As described above, according to the present invention, since the stator itself functions as a pressure resistant container, the pressure resistance strength can be maintained while maintaining the airtightness between the rotor and the stator without using a can. In addition, it is possible to manufacture a high-capacity sealed fluid machine with improved contact resistance and airtightness and high efficiency. Further, according to the present invention, since the can can be omitted, the gap between the rotor and the stator can be minimized, and as a result, eddy current loss, excitation loss, etc. can be reduced. In addition to having various remarkable effects, it is extremely suitable as a sealed electric motor used for a refrigerator using ammonia in particular.

[Brief description of drawings]

FIG. 1 is a vertical cross-sectional view of a hermetically sealed compressor of a hermetically sealed electric motor direct connection type according to an embodiment of the present invention.

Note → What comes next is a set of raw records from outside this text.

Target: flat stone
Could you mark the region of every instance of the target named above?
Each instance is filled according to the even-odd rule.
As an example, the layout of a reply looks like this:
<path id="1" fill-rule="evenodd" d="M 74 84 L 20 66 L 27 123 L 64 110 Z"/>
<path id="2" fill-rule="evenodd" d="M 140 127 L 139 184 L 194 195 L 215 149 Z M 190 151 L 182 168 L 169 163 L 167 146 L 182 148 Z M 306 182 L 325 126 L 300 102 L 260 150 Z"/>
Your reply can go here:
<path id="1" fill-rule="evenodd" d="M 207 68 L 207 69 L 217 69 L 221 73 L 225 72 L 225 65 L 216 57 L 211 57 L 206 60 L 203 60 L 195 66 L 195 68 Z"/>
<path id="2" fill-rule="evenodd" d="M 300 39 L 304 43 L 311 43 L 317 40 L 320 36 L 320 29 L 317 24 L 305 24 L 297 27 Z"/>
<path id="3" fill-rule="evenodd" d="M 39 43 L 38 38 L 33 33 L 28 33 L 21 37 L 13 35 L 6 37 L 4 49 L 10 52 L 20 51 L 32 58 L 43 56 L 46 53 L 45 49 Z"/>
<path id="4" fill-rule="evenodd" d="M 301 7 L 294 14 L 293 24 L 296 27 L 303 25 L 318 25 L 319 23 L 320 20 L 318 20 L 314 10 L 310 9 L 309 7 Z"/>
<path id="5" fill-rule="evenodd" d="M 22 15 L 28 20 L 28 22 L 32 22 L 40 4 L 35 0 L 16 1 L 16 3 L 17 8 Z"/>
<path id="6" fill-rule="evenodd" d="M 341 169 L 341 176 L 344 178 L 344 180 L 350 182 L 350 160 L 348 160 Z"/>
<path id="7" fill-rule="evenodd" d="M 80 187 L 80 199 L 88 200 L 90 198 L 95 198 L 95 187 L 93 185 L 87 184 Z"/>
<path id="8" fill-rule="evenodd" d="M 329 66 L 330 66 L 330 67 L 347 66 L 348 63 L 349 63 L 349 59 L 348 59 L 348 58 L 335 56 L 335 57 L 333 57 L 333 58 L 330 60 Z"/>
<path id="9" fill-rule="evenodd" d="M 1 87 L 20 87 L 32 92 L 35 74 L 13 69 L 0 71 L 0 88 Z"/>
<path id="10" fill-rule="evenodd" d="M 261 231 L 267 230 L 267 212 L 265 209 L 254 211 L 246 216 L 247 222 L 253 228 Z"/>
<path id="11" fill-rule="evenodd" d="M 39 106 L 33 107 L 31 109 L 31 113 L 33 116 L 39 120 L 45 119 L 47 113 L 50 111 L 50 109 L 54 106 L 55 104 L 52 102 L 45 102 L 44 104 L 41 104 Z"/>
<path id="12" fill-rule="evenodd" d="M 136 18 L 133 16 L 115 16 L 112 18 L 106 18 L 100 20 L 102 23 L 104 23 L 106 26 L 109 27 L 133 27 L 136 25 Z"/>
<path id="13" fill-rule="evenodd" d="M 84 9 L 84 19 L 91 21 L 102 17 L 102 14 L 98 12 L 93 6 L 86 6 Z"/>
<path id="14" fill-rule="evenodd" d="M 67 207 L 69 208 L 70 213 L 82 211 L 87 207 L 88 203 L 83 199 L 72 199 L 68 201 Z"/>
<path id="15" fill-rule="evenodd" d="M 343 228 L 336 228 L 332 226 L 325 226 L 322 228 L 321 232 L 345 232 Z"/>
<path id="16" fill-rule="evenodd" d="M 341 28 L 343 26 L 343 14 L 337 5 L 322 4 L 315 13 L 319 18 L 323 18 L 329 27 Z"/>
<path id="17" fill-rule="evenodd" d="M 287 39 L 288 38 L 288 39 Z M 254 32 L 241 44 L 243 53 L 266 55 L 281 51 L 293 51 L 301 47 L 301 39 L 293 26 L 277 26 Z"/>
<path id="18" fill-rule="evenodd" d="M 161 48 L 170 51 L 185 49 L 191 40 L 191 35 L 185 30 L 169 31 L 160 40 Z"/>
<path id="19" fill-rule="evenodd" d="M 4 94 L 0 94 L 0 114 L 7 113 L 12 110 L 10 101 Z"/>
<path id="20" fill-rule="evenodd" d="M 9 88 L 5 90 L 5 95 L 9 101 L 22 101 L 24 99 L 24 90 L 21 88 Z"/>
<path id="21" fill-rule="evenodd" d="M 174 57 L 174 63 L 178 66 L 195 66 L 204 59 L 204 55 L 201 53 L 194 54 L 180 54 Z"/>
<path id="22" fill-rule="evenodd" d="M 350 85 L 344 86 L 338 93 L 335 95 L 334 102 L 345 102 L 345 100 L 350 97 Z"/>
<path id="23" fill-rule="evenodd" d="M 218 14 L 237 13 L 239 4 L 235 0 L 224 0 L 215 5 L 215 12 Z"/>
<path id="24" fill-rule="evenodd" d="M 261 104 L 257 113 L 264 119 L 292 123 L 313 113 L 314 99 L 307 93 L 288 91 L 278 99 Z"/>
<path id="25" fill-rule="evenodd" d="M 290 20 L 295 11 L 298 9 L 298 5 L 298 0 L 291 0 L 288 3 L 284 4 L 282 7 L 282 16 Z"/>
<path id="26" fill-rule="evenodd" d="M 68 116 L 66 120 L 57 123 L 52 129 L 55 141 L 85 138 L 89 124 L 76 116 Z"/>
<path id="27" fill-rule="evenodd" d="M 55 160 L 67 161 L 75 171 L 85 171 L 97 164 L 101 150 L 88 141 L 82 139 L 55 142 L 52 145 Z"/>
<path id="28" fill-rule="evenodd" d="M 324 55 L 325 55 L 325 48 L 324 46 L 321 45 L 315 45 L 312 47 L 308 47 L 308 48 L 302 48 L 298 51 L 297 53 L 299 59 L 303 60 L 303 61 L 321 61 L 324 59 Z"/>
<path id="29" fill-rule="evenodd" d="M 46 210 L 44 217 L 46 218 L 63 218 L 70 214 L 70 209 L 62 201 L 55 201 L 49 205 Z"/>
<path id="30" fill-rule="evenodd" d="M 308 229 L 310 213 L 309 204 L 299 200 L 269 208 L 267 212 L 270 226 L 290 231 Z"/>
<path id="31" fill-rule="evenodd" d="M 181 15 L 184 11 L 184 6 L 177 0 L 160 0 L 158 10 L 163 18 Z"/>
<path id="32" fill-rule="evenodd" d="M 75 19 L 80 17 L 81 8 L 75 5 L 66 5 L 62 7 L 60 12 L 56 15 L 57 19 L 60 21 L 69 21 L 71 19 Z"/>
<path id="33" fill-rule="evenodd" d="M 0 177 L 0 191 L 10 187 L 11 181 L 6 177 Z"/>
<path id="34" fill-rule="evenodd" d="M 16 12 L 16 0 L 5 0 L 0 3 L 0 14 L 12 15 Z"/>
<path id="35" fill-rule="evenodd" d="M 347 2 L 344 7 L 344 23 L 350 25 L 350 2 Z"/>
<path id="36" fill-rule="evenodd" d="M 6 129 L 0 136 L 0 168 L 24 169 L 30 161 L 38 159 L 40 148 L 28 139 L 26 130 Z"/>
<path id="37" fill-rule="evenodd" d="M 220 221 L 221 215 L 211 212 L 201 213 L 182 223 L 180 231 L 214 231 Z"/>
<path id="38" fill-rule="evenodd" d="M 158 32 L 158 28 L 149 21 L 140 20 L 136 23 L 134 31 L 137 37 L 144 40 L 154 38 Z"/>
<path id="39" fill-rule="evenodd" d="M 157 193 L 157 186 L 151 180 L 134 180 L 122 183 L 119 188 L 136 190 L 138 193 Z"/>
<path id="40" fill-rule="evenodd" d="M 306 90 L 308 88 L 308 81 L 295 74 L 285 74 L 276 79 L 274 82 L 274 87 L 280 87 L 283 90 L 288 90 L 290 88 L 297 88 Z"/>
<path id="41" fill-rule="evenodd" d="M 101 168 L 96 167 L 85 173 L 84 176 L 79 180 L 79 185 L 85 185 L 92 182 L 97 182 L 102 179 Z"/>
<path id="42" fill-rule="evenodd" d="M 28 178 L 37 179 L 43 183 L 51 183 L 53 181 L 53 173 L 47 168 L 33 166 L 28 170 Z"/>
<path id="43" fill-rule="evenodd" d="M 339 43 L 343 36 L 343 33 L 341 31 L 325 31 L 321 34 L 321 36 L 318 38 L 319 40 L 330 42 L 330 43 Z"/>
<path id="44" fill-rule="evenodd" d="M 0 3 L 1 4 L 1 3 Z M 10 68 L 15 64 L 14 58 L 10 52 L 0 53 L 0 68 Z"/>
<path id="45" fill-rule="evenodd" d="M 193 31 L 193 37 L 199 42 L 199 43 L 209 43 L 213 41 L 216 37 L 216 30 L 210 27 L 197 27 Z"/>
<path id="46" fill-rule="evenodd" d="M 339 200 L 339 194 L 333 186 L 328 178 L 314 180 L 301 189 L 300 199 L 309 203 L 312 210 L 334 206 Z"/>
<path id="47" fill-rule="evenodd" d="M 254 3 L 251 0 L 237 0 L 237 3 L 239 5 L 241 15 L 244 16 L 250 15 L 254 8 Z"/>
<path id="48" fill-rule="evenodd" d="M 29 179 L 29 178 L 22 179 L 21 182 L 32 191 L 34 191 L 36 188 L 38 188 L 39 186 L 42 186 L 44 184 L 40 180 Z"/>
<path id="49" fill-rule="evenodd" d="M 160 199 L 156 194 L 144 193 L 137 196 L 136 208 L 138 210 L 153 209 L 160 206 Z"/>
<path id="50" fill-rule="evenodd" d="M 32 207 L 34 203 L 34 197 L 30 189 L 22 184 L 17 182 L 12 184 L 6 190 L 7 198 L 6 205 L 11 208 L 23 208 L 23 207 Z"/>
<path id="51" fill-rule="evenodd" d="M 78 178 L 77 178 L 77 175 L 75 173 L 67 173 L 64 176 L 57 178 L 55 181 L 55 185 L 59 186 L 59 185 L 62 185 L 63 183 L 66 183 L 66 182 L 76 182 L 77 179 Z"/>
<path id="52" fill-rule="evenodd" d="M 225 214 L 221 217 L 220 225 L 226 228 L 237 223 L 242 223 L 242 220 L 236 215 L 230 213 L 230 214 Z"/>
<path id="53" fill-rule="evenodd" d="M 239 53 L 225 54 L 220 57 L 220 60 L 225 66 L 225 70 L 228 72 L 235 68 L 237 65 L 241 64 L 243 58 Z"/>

FIG. 2A is an enlarged view of a main part showing a cross-sectional structure of the stator shown in FIG. 1, and FIG. 2B shows a modification of the open groove portion.

[Explanation of symbols]

 A electric motor B compressor 41 rotor 43 stator iron core 43a field iron core plate 46 sealant 27, 47 'non-magnetic thin plate or resin thin film 47 seal member

Claims (7)

[Claims] 1. A hermetically sealed electric motor which is directly connected to a rotary fluid machine capable of functioning as a compressor, an expander, or a fluid pump, wherein a stator core is surrounded by a predetermined gap around the rotor, and Sealed electric motor characterized in that the stator core is configured as a pressure-resistant sealed structure container. 2. A hermetically sealed electric motor in which a plurality of field iron core plates are laminated to form a stator core, wherein a sealing agent is provided on the laminated surface, and the iron core plates are interposed via the sealing agent. The hermetically sealed electric motor according to claim 1, wherein the hermetically-sealed electric motor is pressure-tightly maintained. 3. The sealed electric motor according to claim 2, wherein the sealing agent is an insulating resin coating agent or an insulating film. 4. The sealed electric motor according to claim 1, wherein a non-magnetic thin plate or a resin thin film is pressure-bonded to the inner peripheral surface side of the stator core to form a coating. 5. A seal member is disposed on the inner peripheral surface side of the open groove after inserting the winding of the stator core, which faces the rotor, and the inside of the open groove can be hermetically sealed via the seal member. The sealed electric motor according to claim 1, which is configured. 6. The sealed electric motor according to claim 5, wherein the working fluid of the rotary fluid machine is ammonia gas. 7. The seal member according to claim 4, which is a resin plate filled in the opening groove or a sealing plate having both side portions formed in a tapered shape so as to be fitted into an opening end of the opening groove. The sealed electric motor according to claim 1.